Корять – значит подкинуть мяч и ударами ноги удерживать его в воздухе. Кто больше всего раз ударит по мячу, тот формирует команду или просто победил. «Жопки» – это игра. Ничего предосудительного в ней не было. Играющие, кроме водилы, становились на четвереньки, но спиной вниз. Тот, кто водил, должен был попасть мячом с руки или в грудь, или в живот, или в голову, или в ту часть тела других играющих, в честь которой и поименована эта игра. Если игроку удавалось поймать мяч и не отпустить его на землю, у него появлялась «свечка» – одно попадание в него не считалось. Надо сказать, что в определенном возрасте игра эта очень увлекательна. В тот раз мы увлеклись и пробегали вверх животом на карачках целый вечер.
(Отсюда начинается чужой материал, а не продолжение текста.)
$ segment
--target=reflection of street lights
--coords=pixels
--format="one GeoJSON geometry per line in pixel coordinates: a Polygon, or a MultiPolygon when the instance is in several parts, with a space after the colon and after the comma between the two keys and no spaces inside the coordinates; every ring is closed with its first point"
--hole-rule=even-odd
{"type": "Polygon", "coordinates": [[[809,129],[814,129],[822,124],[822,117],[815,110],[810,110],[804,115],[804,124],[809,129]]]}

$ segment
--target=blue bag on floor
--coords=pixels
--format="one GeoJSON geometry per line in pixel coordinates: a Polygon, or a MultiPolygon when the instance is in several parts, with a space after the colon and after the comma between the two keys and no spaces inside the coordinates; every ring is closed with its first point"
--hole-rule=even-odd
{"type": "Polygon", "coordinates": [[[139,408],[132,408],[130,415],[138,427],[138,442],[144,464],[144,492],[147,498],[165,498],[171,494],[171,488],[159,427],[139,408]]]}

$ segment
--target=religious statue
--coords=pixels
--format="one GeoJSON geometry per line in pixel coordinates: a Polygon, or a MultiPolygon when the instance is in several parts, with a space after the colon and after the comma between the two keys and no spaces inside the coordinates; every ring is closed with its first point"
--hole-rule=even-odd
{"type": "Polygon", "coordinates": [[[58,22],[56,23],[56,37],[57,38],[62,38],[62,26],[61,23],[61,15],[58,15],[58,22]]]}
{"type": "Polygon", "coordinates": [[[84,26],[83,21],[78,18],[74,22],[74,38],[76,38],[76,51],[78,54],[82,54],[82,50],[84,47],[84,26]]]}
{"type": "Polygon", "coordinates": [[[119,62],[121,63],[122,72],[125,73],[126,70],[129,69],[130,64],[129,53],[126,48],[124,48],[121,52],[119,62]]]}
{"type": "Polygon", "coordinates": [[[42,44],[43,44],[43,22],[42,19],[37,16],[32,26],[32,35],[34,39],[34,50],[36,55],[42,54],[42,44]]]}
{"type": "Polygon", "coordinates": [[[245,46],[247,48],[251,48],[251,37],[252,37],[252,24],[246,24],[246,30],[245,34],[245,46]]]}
Было светло, но двор опустел, мы оставались в дальней его части и даже не слишком шумели. Но когда играть надоело, мы вспомнили про крупу. Родиончик достал кулек из-под куртки, сел на скамейку, скорчил рожу почище Савелия Крамарова и запел «эстрадным» голосом на мотив «Скажи, скажи, какая вьюга»:
Какая свадьба без баяна,
Какой еврей без «жигуле-эй»!Какая Марья от Ивана,
какая Марья от ИванаНе получа-ала!..
(Кто не помнит, чего она там не получала, напрягите воображение – решение будет верным в девяноста девяти процентах случаев.)
– Распелся, блин, Эдуард Хиль! Чего делать-то?
– Зырьте!
Артистически поклонившись, Родиончик подошел к красным «жигулям», затем покачал головой, видимо, узрев, что в его плане есть недочеты. Открыл поливочный кран и окатил машину водой.
– Ага. Ты ему скаты еще подкачай! – крикнул кто-то из нас, но Родиончик так посмотрел, что мгновенно заткнул невоздержанного на язык.
После этого он, порхая, как танцор из балета «Спартак», и даже настукивая зубами и одновременно насвистывая (если кто еще так умеет – признавайтесь! Я приду смотреть!) «Танец с саблями», начал осыпать мокрую машину крупой, и крупа прилипала, не соскальзывая и не сваливаясь.
– И что стоим? Ждем, пока выбежит дяденька профессор и яйца скальпелем отрежет? Без наркоза, не мечтайте! По домам! – полушепотом скомандовал Родиончик, и мы разумно его послушали.
Идеально почищенные от всей краски утренними птицами «жигули» сверкали, как оцинкованное ведро, и привели профессора Гроссмана в полубессознательное состояние. Он поплелся звонить домой. Мы сидели в башне из ящиков и наблюдали. Родиончик резюмировал:
– Плейшнера опьянил воздух свободы. Он забыл про красный цветок…
Завести машину с турнепсом в заднице тоже не получилось. Ее увозили со двора на буксире. При этом никто не старался даже из вежливости сдержать смех. Профессор был близок к помешательству.
Профессора Гроссмана Плейшнером за глаза зовут до сих пор. Все его машины с тех пор какого угодно, но не красного цвета.